Toplu taşımanın belki de en sinir bozucu yanlarından biri, toplu taşıma sisteminin sahibiymiş gibi telefonunun hoparlöründen son ses telefon görüşmeleri veya müzik dinleyen biriyle yolculuk yapmak.

Evet, Türkiye’de bu tür saygısızlıklarla çok sık karşılaşmıyoruz ancak İngilizler artık bu sorun nedeniyle çileden çıkmış durumdalar. Görünüşe göre Londra Ulaşım (TfL) yetkilileri de bu görüşe katılıyor ve bu nedenle halkı yolculuk sırasında kulaklık takmaya teşvik ediyor.

Medeniyetin beşiği diye yıllarca dünyaya anlatılan Avrupa kıtasının bir ülkesinde, şu anda insanlar, kimseye saygı göstermeden telefonlarında müzik açıyor ve bangır bangır müzik dinleyerek yolculuk yapıyor. Haziran 2025’te yapılan bir ankete göre, 1.000 kadar yolcudan yaklaşık yüzde 70’i, kulaklık kullanmadan yüksek sesle müzik dinleyen veya telefonla konuşan kişiler nedeniyle yolculuk sırasında rahatsız edici durumlar yaşadıklarını belirtti. TfL, özellikle otizmli bireyler veya sese karşı hassasiyet gösterenler için bu tür gürültülerin daha zorlayıcı olduğunu vurguladı.

Bu nedenle TfL, 2017’de başlatılan #TravelKind (Seyahatte nazik olun) kampanyasını genişleterek Elizabeth Hattı (Elizabeth line) boyunca posterler yayınlamaya başladı. Bu afişler, yolculara kulaklık kullanımını hatırlatıyor. Ayrıca TfL, JBL ile iş birliği yaparak yayımladığı bir Instagram yarışmasıyla beş adet kablosuz JBL Live 770 NC kulaklığı hediye ediyor. Posterlerde yer verilen “herkes sizin Spotify listenizi bilmek zorunda değil” cümlesi özellikle dikkat çekiyor.

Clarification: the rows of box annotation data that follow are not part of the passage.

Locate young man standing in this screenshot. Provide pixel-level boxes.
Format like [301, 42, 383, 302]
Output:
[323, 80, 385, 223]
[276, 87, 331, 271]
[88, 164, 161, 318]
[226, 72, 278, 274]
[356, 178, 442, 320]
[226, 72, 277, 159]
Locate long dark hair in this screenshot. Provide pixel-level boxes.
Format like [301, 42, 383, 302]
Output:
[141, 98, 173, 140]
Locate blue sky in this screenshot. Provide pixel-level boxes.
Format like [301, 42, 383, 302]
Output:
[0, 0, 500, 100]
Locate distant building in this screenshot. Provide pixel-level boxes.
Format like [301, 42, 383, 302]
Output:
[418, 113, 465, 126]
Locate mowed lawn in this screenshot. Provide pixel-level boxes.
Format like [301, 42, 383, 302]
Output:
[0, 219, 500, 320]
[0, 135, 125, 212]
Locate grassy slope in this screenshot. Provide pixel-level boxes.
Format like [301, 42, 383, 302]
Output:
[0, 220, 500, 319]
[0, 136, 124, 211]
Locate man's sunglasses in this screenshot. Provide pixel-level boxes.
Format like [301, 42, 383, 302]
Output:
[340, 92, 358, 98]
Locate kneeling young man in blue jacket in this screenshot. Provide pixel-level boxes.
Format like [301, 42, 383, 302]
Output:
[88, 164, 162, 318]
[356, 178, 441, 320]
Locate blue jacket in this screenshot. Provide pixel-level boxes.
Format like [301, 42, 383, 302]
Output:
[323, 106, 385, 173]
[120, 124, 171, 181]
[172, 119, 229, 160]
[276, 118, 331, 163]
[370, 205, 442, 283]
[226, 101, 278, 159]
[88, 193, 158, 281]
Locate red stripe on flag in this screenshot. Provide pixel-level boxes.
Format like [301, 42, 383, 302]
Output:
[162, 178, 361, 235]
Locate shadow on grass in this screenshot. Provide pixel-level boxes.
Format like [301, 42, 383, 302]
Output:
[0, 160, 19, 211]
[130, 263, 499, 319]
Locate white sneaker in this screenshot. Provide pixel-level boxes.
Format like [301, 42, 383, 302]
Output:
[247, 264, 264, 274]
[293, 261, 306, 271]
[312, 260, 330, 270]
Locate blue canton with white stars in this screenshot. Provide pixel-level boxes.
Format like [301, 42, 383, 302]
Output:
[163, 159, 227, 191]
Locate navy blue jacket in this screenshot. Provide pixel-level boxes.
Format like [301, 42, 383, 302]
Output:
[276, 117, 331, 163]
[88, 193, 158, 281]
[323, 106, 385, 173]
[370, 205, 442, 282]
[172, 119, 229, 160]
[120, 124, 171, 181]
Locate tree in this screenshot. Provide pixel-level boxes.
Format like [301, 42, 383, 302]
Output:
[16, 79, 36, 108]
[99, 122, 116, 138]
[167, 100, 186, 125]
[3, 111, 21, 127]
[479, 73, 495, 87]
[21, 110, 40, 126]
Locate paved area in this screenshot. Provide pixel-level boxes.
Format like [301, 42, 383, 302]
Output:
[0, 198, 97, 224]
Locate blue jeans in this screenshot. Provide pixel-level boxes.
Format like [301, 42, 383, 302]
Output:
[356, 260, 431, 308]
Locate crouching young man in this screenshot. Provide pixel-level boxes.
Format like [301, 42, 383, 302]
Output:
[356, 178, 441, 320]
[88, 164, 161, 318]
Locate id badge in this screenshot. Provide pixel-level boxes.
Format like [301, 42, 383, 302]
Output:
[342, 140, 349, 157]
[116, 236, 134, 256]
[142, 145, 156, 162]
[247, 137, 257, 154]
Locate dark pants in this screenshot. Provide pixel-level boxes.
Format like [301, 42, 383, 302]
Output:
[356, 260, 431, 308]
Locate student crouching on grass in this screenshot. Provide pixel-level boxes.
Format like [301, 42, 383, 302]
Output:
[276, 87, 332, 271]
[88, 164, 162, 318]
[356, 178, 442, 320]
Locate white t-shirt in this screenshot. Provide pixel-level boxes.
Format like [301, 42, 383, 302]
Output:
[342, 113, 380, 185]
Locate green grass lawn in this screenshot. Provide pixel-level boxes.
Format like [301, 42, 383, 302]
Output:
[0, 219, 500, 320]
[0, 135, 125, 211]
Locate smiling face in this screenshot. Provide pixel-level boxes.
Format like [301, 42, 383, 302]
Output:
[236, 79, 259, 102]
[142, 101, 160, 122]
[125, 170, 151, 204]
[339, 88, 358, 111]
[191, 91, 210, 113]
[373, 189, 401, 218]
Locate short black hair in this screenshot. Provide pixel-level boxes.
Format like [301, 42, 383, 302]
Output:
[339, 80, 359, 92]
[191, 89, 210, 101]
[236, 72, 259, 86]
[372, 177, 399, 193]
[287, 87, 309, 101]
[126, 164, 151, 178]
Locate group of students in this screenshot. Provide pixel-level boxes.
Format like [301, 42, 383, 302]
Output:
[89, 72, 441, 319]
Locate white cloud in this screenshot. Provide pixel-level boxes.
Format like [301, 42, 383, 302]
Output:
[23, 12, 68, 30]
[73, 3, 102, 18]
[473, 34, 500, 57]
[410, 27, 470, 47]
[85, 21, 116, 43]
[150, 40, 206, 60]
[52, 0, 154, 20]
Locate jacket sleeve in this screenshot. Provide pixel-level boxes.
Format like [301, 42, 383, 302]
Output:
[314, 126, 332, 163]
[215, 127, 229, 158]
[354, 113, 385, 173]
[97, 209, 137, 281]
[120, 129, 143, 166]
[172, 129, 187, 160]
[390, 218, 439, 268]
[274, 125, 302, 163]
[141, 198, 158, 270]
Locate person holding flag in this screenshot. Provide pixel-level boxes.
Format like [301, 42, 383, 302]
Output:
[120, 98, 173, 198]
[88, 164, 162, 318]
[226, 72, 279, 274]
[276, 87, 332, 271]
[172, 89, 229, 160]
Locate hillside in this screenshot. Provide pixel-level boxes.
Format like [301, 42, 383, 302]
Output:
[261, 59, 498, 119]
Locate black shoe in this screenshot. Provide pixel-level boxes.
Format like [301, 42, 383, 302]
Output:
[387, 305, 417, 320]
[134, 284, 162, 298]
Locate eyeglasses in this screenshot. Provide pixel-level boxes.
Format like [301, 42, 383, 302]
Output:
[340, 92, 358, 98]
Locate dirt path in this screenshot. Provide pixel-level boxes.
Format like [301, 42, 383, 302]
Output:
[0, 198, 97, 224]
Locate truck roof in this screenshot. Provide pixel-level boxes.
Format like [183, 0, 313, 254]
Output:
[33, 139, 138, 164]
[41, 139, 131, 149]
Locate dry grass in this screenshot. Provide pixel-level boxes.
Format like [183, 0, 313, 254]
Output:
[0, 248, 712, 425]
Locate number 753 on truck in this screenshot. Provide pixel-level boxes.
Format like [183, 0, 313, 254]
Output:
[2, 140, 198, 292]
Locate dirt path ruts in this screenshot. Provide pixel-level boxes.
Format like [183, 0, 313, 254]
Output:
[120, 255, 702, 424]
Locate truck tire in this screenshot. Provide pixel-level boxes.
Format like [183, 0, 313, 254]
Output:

Londra Ulaşım Başkan Yardımcısı Seb Dance, Londralı yolcuların büyük çoğunluğunun kulaklık kullandığını ancak az sayıdaki kişinin yüksek sesle müzik çalmasının diğer yolcuların yolculuk deneyimini doğrudan olumsuz etkileyebildiğini belirtti.

Londra saygısız yolculardan bıktı

Yeni kampanyanın amacı, herkesin yolculuğunu daha keyifli hale getirmek; yolcular ister dizi izlesin, ister müzik dinlesin, ortamın herkes için daha rahat olmasını sağlamak.

Peki Londra bu hedefini başarabilecek mi, bilmiyoruz… Ama başka Avrupa ülkelerinde de benzer sorunlar yaşandığı biliniyor. Bakalım 2017’den beri İngiltere’de desteklenen ama 8 senedir pek de umursanmamış gibi görünen bu hareket tüm Avrupa’ya yayılacak mı?